Please read below the fold for more on this story.
The analysis of Alan B. Krueger (the former chairman of President Obama’s Council of Economic Advisers), Judd Cramer and David Cho—Are the Long-Term Unemployed on the Margins of the Labor Market?—was published last month:
Long-term unemployment has remained a persistent problem post-Great Recession – a somewhat new issue for the U.S., as compared to Europe. Despite declining over the last 4 years, the share of the unemployed who have been out of work for more than 6 months still exceeds its previous peak reached in 1981-82, and is well above its average in the last recovery, the authors note. Yet, measures of short-term unemployment are close to their average rates in the last recovery. As a result, overall unemployment remains elevated because of the large number of people who have been unemployed long term.
The long-term unemployed are spread throughout all corners of the economy, with a majority previously employed in sales and service jobs (36 percent) and blue collar jobs (28 percent), they find. In addition, the authors find that when long-term unemployed workers do return to work, there is a tendency to return to jobs in the same set of industries and occupations from which the workers were displaced. [...]
The authors conclude that, to a considerable extent, the long-term unemployed are an unlucky subset of the short-term unemployed.
It's true that the situation has improved considerably over the past four years. Long-term unemployment peaked at 6.8 million Americans in April 2010. Last month,
according to the Bureau of Labor Statistics, it had fallen to 3.7 million. But short-term joblessness is below where it was when the Great Recession got under way in 2007. Long-term joblessness is still twice as high as it was then.
Annie Lowrie writes:
The evidence remains that the so-so recovery is not enough to help the long-term jobless. “In some ways, the job market is tougher now than in any recession,” said Janet L. Yellen, the chairman of the Federal Reserve, in a speech [last] week. “These workers find it exceptionally hard to find steady, regular work, and they appear to be at a severe competitive disadvantage when trying to find a job. The concern is that the long-term unemployed may remain on the sidelines, ultimately dropping out of the workforce.”
But she gave one glimmer of hope: that a faster recovery would help the long-term jobless, if it would only speed up.
The problem? We've been hearing from many analysts every year since 2010 that a speed-up, or an economic takeoff point, is just around the corner. So far, we haven't gotten to that corner, much less around it.

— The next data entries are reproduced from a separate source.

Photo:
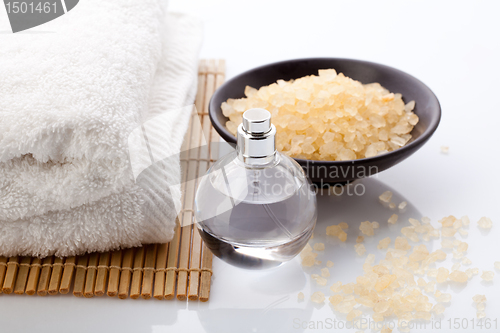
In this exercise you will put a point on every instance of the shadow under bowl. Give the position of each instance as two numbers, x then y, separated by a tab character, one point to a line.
331	172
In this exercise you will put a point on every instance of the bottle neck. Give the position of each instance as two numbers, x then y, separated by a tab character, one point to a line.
256	149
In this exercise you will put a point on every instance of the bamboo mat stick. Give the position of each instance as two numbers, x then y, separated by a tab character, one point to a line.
128	260
91	275
102	274
195	260
149	270
22	275
206	274
81	270
3	269
68	272
114	273
161	264
43	283
57	273
34	275
173	254
135	289
11	275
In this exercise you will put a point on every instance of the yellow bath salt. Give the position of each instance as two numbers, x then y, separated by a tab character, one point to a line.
329	116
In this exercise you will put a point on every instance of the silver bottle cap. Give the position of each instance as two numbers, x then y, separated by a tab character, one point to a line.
256	137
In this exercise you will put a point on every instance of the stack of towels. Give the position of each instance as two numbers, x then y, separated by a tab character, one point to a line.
72	91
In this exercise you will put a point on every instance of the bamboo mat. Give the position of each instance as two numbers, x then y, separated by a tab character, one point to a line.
181	268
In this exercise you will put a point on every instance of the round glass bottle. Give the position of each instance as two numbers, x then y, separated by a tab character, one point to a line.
255	208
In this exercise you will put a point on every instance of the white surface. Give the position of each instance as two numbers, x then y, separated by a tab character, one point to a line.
452	47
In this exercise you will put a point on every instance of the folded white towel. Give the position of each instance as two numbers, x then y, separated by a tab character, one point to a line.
69	99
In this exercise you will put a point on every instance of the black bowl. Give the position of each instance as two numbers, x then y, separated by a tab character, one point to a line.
330	172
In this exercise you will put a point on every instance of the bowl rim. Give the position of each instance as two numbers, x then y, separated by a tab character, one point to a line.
434	123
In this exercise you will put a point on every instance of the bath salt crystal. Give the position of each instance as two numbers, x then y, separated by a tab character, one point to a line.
485	223
319	247
318	297
438	309
393	219
462	247
386	196
384	243
479	298
432	272
446	244
442	275
487	275
465	220
466	261
459	276
353	314
366	228
360	249
343	225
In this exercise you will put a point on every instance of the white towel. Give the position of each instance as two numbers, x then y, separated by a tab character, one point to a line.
69	98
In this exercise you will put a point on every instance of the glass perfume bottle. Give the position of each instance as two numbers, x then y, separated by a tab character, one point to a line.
255	208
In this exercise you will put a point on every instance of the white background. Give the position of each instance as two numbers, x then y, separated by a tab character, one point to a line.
451	46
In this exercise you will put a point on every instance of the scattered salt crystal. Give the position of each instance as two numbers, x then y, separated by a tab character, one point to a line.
485	223
465	220
466	261
384	243
318	297
487	275
360	249
459	276
366	228
386	196
393	219
319	246
442	275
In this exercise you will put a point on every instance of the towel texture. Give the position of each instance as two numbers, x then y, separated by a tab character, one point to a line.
69	99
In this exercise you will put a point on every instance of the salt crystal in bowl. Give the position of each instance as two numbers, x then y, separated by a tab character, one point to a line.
331	172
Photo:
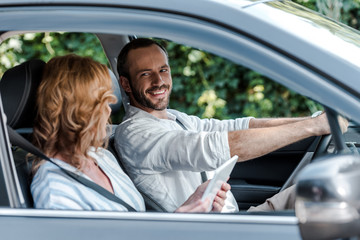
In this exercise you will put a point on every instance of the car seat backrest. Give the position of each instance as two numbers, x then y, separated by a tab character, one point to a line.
18	88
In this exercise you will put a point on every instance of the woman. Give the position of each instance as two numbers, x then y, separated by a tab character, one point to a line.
73	110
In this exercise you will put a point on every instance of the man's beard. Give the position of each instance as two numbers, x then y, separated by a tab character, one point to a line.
145	102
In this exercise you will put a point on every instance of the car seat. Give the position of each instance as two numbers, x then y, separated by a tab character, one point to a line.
18	88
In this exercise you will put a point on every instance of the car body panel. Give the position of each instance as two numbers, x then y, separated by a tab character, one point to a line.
300	63
112	225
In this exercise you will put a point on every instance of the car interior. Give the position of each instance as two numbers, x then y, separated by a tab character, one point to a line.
251	181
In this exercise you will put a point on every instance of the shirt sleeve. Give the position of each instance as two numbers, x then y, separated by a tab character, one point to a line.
147	147
51	189
198	124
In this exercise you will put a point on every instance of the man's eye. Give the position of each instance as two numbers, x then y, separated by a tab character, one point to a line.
144	74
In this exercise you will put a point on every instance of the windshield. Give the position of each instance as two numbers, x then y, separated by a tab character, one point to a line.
310	26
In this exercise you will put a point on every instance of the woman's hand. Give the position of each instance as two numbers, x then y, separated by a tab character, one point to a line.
194	203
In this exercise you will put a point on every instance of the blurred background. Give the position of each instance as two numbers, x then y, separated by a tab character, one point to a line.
195	73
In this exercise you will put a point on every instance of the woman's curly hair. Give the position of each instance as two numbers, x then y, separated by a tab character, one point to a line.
72	102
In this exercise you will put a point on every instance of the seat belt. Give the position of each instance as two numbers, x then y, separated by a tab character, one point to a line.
18	140
203	173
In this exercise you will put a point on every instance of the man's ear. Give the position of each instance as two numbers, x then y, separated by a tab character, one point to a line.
125	84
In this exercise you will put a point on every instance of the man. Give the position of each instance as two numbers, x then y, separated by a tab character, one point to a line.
164	151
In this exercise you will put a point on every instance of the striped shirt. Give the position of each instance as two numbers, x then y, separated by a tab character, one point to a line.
51	188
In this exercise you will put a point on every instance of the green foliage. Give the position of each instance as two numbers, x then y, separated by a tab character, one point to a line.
47	45
203	84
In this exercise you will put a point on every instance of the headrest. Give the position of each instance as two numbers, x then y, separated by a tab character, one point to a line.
117	106
18	88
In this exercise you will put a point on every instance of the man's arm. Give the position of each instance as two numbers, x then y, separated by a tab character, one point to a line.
255	142
272	122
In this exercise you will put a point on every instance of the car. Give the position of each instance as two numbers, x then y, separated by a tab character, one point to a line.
292	45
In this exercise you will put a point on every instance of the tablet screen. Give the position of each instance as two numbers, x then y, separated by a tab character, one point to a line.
221	174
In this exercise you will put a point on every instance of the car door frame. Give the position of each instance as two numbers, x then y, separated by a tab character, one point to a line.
219	40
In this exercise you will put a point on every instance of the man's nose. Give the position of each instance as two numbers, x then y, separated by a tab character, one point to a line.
157	79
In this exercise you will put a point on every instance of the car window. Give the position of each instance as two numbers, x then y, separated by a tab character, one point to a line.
210	86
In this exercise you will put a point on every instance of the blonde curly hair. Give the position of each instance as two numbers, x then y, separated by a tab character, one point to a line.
72	101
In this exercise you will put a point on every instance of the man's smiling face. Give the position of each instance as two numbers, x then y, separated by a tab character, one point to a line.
150	80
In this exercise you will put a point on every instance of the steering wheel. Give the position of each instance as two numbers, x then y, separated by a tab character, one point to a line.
321	148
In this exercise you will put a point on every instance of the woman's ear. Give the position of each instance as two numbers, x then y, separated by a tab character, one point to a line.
124	82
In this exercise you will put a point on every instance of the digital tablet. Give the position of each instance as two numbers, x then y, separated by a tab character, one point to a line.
221	175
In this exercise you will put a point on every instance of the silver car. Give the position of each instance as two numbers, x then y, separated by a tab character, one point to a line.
296	47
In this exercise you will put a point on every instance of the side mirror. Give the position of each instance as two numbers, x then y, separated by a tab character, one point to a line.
328	198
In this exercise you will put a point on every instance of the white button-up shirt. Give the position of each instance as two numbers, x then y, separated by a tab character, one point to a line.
164	160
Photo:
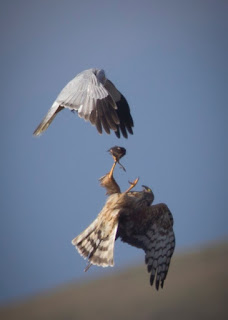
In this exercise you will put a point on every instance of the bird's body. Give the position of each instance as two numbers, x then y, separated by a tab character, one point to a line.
131	217
96	99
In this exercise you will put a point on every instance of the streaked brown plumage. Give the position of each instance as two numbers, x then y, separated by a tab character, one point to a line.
130	217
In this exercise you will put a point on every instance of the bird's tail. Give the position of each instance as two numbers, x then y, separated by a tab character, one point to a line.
96	243
55	108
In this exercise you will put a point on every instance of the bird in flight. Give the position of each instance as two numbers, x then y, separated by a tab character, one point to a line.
131	217
95	99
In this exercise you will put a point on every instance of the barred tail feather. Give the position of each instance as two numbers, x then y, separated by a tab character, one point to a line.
55	108
96	245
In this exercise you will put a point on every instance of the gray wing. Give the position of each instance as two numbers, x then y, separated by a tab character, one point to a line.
96	100
87	95
126	122
151	229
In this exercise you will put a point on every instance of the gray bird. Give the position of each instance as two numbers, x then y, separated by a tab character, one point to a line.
96	99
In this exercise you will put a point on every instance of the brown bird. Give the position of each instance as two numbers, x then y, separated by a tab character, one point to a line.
95	99
130	217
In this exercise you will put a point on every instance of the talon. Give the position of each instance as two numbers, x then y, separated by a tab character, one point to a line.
88	266
112	169
132	184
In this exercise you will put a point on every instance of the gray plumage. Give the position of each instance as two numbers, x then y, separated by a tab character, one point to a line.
95	99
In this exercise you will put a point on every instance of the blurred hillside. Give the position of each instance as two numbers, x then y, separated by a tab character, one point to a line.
196	288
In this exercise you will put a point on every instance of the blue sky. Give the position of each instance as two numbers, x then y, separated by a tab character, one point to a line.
169	59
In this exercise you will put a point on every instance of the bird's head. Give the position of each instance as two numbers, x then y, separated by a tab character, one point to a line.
100	74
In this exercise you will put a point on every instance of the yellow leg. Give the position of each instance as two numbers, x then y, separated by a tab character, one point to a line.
132	185
112	169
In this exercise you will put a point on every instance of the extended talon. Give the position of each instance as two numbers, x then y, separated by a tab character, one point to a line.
110	174
132	184
88	266
117	153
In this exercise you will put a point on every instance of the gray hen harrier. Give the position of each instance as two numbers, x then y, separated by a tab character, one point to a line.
96	99
130	217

There are government policies, as I and others have pointed out for five years, that could improve the situation. But there hasn't been the political will to push for them nor the votes to implement them. Meanwhile, the suffering continues. And it's not just the long-term unemployed themselves who suffer. With those potential workers waiting in line, it's tough for those who are employed to get raises or turn part-time work into full-time work.